I read an article review of an app described as “This MacBook Security App Uses NSA-Approved Technology.” Whoa. Really? Cool. Or, so I thought. As it turns out, it was more of a promotional article than it was actual NSA approved technology for securing a Mac Notebook.
The $20 app was on sale and heavily promoted by a technology website (often they get a cut of such so-called sales). Regardless, I checked it out. The NSA approved technology turned out to be AES-256 bit encryption which is available free. On your Mac.
Built In vs. Added On
Personally, I think the cat is out of the bag, the milk has spilled, the horse has left the barn, and the toothpaste won’t go back into the tube. Those are ways of saying that governments won’t be able to stop encryption, despite heavy-handed intervention in Russia, China, and other totalitarian states. You know, like the good old U.S. of A. Here’s what good encryption does and why the government would like to stop it or own all the backdoors.
Encryption encodes a file (or files or folders of files or an entire computer of files) so that only authorized people with the correct password can open and view the files. How do you encrypt files for safekeeping? How do you share encrypted files with others? Fortunately, there are many, many ways to encrypt files. Here are two. Both easy. Both free. One is better than the other. Either will keep the government and hackers at bay until laws are changed which ban such encryption.
A free but not-so-easy method to encrypt files for storage or sharing is built into your Mac already. Open the Applications folder, then open the Utilities folder, then open the Disk Utility app. You’ll be creating a secure disk image to store files; all neatly and safely encrypted. Click the New Image button in the top toolbar. Give the encrypted disk image a name, select the size, file format, and type of encryption.

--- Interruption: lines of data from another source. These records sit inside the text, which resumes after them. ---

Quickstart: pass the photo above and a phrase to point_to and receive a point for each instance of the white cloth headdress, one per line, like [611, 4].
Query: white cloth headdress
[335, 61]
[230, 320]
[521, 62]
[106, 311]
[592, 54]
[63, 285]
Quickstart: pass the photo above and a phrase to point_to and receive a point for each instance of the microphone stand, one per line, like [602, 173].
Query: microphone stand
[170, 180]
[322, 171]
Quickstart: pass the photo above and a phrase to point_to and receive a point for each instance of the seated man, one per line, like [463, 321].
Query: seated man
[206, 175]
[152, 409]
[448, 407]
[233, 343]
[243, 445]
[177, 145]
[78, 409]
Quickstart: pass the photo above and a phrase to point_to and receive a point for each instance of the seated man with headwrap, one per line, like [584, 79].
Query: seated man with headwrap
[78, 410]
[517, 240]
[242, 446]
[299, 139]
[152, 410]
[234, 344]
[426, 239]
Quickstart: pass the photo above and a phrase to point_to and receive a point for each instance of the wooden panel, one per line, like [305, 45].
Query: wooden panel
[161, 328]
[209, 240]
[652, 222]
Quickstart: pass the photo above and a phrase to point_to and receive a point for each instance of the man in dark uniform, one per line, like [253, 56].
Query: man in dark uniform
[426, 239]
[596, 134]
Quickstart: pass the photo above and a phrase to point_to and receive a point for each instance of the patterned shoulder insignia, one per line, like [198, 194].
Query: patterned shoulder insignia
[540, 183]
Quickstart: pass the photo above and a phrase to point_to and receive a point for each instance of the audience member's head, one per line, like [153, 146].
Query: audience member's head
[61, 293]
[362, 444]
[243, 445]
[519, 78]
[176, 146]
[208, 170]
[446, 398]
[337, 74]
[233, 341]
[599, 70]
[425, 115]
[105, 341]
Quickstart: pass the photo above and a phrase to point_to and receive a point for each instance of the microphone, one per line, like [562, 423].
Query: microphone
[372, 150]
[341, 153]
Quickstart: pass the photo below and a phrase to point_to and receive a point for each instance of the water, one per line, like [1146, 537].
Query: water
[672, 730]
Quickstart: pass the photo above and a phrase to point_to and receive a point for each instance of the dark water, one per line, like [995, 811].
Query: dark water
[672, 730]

When you’re done you’ll be asked to enter the all-important password needed to retrieve the files or share them with others. That step-by-step process gives you an encrypted disk image of files or folder of files that can be sent and shared with others (including Windows PC users) or stored elsewhere for safekeeping.

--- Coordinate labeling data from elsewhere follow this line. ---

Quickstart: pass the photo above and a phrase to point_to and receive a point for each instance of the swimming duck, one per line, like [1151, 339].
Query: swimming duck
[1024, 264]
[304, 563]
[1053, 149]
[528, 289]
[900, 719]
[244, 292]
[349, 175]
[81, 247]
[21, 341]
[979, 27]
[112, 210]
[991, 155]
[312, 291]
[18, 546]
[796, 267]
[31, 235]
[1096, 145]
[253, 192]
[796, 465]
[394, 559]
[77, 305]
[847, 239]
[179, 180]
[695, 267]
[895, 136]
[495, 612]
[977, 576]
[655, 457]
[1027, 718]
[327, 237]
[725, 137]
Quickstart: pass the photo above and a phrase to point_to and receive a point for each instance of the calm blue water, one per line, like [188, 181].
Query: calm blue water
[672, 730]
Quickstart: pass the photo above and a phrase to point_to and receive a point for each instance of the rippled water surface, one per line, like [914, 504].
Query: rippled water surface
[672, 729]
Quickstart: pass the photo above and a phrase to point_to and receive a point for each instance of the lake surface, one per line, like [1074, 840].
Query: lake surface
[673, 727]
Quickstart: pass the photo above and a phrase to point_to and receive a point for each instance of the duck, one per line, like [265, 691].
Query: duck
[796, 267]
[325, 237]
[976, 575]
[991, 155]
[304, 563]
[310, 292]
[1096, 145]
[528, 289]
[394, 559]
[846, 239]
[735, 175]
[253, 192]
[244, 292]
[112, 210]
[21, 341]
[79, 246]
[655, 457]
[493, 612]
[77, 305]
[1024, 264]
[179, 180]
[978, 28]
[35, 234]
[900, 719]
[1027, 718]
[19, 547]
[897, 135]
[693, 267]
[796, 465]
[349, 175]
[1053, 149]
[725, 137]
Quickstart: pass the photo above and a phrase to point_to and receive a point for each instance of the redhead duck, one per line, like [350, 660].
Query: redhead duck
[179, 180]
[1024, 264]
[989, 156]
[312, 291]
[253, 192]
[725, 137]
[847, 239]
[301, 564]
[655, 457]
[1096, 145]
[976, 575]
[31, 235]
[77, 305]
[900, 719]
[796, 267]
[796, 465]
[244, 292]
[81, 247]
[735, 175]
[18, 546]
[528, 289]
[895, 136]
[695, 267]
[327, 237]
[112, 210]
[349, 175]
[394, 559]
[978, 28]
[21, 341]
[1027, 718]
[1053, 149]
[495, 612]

It’s free, but fraught with a few confusing steps for the average Mac user.
Better And Free
Or, if you just want fast and easy, and don’t want to wade through Apple’s Disk Utility menus, and you plant to send encrypted files to other Mac and Windows PC users, and you’re on a budget, then you can use the free Encrypto app to do much the same thing, but faster, easier, and with similarly secure encryption– drag and drop.
I’m not sure you can create encrypted files much easier than using Encrypto, and kudos to the developers for making it free and available on both Mac and Windows.
Encrypto uses highly secure 256-bit AES encryption. Drag any file or folder of files to Encrypto. Click the big Encrypt button. Add a passphrase to remember or share with others when you share encrypted files. Then share using the built-in Sharing button– Mail, AirDrop, Messages. Encrypted files from your Mac can be sent to Windows users, too. All they need is the passphrase to open the file.
The only negative is that wherever you send the encrypted files– to Mac or Windows users– just make sure they have the Encrypto app installed, too. And, there’s no iPhone or iPad version. That would be a plus, although transferring files to the Mac is a modest step.
That said, simple, secure, and free is good.
Here’s the problem. Governments around the world don’t really want to stop personal encryption. They understand the value to privacy and the need for security. What they want in exchange for letting us encrypt our files, folders, devices, and communications is backdoor access. Think of that as a special key which allows governmental authorities to gain access to our encrypted information.
On the surface, that sounds like an acceptable way to prevent or track terrorism and terrorists. Here is a short list of problems. First, the government gets to decide who and which devices to gain access to. Second, any backdoor access can be lost or stolen which means nobody has security any more. Third, criminals, hackers, and terrorists can write their own encryption which does not carry any backdoor access which thwarts the government anyway.
What we’re seeing is a race between Apple and others who promote privacy and security for individuals and authorities who want access. Already, a Mac, iPhone, iPad (and other devices and platforms) can be fully encrypted and accessed only through a single password. In the future, such encryption may require a combination of voice analysis, facial recognition, fingerprint analysis, and password.
Thankfully, there are ways to keep files and folders even more private with free encryption tools such as Encrypto. In the future such applications may be banned or required to give keys to the government as Russia wants to do in the case of the popular and highly secure Telegram messaging app.